Advertisement

New Advance in an Old War

Share

Call them lowly, but every day bacteria prove themselves clever and dangerous invaders of our homes, food and bodies. Deception is their game and they play it well.

Salmonella, for instance, evades the immune system by cloaking itself in chemicals that appear friendly to human defenses, unlocks cell doors and then releases the poisons that allow it to propagate. That makes 2 million to 4 million Americans very, very sick each year.

According to a new General Accounting Office report, bacteria are also now evading our most potent antibiotics at unprecedented levels. That’s why a UC Santa Barbara discovery announced earlier this month is so significant. Professors Michael J. Mahan, Robert L. Sinsheimer and David A. Low, along with graduate student Douglas M. Heithoff, disclosed they have been able to disable the cloaking mechanisms used by salmonella and other bacteria by stripping them of a particular gene.

Advertisement

Today’s antibiotics kill bacteria but also encourage the emergence of antibiotic-resistant bacteria.

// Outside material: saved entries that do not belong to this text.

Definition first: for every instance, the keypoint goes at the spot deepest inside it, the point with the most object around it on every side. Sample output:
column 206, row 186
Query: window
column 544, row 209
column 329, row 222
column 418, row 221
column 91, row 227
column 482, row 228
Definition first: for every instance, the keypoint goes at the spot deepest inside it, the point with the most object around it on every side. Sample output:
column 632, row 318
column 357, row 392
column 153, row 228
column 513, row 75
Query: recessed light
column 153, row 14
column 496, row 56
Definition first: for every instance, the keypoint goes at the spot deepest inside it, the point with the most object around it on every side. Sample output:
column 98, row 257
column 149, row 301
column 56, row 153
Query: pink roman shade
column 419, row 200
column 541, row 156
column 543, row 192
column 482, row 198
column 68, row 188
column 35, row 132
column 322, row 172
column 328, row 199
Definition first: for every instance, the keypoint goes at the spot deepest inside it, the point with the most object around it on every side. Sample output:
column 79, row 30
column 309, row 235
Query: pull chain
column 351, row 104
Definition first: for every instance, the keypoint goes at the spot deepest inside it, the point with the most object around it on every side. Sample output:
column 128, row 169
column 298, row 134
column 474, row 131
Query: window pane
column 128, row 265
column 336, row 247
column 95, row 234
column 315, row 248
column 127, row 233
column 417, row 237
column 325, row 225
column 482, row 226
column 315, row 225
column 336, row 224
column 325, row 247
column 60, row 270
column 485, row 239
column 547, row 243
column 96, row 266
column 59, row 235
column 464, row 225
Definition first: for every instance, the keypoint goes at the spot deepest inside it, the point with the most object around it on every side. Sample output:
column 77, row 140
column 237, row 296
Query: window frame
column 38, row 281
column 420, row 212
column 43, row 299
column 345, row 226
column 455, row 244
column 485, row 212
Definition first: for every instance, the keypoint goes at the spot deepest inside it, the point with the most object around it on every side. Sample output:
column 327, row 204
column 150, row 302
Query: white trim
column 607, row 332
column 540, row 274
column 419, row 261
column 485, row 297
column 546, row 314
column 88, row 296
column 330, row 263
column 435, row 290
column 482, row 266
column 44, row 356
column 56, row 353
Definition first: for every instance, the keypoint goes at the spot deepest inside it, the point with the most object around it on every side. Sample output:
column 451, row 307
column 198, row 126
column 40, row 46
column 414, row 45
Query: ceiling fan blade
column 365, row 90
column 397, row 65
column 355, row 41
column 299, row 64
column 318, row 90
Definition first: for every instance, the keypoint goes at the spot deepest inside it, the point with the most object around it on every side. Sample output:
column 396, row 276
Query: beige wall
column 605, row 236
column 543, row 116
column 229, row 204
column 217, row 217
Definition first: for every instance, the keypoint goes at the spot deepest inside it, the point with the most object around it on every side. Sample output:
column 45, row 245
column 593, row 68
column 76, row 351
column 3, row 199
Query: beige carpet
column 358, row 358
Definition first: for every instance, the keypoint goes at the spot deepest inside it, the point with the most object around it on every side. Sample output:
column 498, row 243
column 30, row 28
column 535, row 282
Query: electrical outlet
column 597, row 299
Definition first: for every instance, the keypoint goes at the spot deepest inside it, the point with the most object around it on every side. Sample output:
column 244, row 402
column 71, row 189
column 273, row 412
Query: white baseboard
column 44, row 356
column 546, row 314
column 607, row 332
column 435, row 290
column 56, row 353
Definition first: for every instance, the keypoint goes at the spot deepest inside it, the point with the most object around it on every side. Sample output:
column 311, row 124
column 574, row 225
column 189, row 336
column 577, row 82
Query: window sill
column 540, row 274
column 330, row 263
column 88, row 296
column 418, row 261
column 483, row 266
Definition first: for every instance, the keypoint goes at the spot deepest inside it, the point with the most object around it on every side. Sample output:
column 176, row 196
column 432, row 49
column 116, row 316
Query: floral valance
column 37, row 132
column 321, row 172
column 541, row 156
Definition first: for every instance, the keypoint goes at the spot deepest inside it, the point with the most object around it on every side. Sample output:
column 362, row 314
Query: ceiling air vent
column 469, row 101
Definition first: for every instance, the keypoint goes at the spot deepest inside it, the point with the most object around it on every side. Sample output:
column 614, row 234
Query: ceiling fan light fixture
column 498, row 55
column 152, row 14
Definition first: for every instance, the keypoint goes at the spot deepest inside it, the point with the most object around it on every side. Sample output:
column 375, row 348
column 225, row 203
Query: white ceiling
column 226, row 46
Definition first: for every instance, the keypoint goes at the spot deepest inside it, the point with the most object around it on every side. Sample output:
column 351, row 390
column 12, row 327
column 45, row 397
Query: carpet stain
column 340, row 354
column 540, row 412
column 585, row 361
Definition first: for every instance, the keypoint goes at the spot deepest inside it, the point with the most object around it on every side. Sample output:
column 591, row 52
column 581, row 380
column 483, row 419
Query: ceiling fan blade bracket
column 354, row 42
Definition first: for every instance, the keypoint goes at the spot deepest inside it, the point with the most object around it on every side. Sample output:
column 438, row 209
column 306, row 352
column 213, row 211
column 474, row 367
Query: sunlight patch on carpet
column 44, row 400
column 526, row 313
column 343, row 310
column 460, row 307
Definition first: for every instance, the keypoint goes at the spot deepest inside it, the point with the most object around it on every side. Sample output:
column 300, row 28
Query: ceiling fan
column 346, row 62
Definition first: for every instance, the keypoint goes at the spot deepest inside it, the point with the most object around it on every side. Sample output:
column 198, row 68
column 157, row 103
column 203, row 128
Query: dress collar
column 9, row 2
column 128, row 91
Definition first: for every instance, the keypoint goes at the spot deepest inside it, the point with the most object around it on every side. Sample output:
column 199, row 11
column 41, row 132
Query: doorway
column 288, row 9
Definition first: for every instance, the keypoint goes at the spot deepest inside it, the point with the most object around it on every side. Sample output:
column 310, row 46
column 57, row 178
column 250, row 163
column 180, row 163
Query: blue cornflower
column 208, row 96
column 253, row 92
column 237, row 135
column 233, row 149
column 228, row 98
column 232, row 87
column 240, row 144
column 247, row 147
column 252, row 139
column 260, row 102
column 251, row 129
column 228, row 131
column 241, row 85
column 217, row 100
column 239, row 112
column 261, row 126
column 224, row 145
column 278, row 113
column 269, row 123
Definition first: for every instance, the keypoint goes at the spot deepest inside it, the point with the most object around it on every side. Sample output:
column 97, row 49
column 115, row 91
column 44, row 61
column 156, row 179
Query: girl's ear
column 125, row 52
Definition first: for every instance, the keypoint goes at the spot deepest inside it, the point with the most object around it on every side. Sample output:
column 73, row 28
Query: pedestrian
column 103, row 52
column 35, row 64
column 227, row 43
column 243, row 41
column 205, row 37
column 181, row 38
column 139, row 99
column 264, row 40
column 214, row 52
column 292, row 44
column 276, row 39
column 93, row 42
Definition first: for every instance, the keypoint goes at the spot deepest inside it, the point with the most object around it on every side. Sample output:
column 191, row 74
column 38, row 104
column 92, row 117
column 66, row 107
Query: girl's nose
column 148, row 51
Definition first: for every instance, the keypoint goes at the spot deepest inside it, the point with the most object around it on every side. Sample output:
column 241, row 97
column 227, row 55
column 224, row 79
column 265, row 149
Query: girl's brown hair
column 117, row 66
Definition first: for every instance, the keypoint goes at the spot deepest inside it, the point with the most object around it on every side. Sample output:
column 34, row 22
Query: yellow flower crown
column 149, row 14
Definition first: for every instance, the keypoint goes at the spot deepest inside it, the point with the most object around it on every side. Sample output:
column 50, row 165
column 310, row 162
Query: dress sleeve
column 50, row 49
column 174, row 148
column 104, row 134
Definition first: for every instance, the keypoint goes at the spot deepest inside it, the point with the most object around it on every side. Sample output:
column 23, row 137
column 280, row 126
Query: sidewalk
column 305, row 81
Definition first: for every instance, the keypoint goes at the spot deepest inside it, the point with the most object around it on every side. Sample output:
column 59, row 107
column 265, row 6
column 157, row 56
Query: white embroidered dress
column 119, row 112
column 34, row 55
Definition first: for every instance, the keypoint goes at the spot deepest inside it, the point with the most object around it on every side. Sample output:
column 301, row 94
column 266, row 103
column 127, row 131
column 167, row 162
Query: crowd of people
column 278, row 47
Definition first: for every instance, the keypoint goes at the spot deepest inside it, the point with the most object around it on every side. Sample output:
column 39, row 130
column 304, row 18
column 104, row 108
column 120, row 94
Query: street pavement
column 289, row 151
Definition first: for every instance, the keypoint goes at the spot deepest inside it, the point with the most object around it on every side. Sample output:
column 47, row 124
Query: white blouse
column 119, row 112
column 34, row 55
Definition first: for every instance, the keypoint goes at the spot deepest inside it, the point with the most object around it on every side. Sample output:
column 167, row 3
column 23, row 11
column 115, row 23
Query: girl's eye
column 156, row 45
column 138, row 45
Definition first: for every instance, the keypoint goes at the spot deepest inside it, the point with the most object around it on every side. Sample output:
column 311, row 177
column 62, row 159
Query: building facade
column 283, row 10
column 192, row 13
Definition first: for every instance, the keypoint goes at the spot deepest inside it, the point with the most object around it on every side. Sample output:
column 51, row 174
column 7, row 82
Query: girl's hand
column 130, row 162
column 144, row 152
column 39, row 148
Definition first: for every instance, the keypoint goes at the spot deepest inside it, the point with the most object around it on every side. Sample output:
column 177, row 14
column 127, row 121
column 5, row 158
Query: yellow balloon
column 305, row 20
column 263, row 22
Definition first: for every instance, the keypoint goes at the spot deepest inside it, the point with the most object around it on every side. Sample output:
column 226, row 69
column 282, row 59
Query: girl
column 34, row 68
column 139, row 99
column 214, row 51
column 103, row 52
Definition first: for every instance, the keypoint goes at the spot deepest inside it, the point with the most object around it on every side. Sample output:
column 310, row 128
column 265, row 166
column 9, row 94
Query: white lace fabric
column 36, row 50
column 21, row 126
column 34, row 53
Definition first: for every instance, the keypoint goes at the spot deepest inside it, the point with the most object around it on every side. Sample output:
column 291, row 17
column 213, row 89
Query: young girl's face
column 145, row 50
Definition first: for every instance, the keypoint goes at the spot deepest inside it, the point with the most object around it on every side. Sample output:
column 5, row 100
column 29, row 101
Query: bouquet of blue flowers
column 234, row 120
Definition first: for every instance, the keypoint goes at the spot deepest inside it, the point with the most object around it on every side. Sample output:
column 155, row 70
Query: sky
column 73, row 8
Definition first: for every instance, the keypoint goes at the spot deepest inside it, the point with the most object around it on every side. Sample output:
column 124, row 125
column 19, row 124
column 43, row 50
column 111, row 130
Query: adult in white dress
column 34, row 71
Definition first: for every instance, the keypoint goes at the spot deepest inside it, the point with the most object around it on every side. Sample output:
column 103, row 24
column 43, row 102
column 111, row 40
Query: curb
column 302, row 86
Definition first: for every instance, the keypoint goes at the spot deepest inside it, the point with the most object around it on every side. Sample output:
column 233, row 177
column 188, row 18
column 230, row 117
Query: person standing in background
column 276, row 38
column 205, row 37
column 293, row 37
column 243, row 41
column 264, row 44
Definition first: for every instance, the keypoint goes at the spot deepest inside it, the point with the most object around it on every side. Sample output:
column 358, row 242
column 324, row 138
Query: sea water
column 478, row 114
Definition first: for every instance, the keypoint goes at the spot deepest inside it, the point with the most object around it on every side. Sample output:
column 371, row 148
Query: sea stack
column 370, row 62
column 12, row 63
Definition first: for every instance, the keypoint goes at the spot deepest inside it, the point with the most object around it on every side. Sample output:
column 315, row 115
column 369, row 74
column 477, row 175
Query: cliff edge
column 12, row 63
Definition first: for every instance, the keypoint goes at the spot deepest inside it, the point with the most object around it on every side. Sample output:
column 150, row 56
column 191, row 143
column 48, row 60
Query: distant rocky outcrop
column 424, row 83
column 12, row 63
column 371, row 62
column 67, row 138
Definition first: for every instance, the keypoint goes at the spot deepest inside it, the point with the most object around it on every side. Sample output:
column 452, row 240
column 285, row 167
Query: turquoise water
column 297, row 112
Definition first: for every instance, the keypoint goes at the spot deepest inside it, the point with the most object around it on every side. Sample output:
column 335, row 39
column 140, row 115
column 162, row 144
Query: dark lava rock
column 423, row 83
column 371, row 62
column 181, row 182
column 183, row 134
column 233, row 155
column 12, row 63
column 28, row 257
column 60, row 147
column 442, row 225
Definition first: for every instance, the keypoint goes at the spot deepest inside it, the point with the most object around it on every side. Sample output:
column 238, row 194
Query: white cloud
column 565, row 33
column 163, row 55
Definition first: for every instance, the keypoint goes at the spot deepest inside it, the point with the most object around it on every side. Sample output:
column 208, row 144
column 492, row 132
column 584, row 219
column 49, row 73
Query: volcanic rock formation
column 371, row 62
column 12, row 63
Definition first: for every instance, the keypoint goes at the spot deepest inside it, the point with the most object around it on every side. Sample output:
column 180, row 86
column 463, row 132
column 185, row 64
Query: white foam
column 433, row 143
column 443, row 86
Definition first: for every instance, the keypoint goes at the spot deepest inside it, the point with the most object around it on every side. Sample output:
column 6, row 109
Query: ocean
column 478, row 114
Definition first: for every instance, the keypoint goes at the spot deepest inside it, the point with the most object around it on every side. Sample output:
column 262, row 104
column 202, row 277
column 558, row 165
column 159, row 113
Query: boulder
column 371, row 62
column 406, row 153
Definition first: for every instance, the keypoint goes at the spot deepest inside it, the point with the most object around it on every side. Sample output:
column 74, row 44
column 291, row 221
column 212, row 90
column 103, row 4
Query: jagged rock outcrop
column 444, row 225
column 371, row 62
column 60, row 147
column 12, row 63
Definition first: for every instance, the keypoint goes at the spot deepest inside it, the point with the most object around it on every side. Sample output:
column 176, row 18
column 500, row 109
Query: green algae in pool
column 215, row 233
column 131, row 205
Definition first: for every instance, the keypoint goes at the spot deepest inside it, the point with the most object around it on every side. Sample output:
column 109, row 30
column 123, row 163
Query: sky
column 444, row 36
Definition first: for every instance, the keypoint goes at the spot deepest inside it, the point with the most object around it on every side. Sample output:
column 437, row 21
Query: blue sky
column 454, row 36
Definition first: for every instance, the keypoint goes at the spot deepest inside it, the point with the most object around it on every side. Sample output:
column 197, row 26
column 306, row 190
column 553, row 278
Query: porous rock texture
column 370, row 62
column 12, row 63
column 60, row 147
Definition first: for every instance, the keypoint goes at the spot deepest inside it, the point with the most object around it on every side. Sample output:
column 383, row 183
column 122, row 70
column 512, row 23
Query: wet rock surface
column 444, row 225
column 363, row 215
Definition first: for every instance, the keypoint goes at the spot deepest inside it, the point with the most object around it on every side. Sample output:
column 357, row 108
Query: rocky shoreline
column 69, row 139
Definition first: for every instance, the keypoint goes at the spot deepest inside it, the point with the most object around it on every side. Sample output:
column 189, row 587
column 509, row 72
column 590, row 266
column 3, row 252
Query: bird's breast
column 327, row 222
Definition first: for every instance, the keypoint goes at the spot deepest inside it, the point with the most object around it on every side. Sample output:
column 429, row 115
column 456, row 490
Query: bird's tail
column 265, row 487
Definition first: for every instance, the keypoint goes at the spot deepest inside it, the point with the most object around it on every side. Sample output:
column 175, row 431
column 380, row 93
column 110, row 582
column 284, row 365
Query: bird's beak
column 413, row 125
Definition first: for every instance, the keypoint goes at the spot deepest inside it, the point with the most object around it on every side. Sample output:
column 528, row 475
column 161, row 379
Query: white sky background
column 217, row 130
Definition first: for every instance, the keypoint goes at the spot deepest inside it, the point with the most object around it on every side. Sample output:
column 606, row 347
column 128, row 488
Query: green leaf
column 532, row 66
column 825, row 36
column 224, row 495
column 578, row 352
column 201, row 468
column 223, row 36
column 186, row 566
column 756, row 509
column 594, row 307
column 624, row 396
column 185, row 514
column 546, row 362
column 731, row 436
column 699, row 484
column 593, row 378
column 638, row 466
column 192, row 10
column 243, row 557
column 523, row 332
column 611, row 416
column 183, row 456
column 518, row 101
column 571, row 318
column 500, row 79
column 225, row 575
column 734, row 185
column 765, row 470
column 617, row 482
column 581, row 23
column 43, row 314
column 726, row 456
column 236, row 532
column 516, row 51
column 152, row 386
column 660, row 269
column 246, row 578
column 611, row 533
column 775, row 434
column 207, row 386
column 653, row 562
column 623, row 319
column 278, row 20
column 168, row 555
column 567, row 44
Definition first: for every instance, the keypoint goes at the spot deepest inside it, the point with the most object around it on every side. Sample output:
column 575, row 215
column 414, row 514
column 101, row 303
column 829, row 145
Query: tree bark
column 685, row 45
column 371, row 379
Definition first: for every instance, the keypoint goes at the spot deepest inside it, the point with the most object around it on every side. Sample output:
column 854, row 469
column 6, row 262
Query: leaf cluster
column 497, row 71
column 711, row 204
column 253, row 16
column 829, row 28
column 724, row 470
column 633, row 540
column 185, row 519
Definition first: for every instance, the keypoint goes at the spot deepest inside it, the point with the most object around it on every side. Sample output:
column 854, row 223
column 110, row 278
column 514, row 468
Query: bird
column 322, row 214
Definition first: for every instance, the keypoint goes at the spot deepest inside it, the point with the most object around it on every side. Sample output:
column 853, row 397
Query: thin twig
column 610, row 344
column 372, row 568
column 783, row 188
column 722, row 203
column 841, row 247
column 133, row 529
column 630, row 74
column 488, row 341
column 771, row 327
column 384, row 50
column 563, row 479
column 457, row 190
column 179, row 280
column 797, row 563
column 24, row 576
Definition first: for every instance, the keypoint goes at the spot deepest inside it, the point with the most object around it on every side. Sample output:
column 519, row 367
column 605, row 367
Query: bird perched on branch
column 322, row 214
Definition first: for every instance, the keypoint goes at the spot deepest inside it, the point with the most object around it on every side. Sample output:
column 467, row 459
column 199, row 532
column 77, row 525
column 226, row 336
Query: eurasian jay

The UC discovery helps pave the way for vaccines that, by crippling rather than killing bacteria, discourage the swift emergence of drug-resistant strains.

The discovery should prompt Washington to reconsider how it doles out scientific research dollars. Congress is now considering a request from the Centers for Disease Control for an increase in its budget for fighting bacteria and other microbes that have become drug-resistant. The money would increase from $2 million to $14 million. Legislators struggling to make a 10% cut in the Labor-Health and Human Services budget that funds the centers are under heavy pressure to deny the agency’s request. The UC discovery underscores why they should resist the pressure.

Genetic engineering techniques developed in the 1980s and microscopic imaging machines crafted in the 1990s have permitted scientists at UC and elsewhere to discover that bacteria contribute to heart disease, ulcers and other maladies that only a few years ago were not seen as infectious diseases. Federal science funding, however, hasn’t taken the new knowledge into account yet. Epidemiologists, for instance, need more funding to study the roles bacteria might play in causing regional outbreaks of ulcers and heart disease.

Biologists have made huge strides in fighting bacteria, but the UC Santa Barbara researchers--some of whom boldly predict that their techniques could conquer bacteria altogether--should not underestimate their opponents. Having used mutations to evade foes for eons, bacteria have more experience than we do.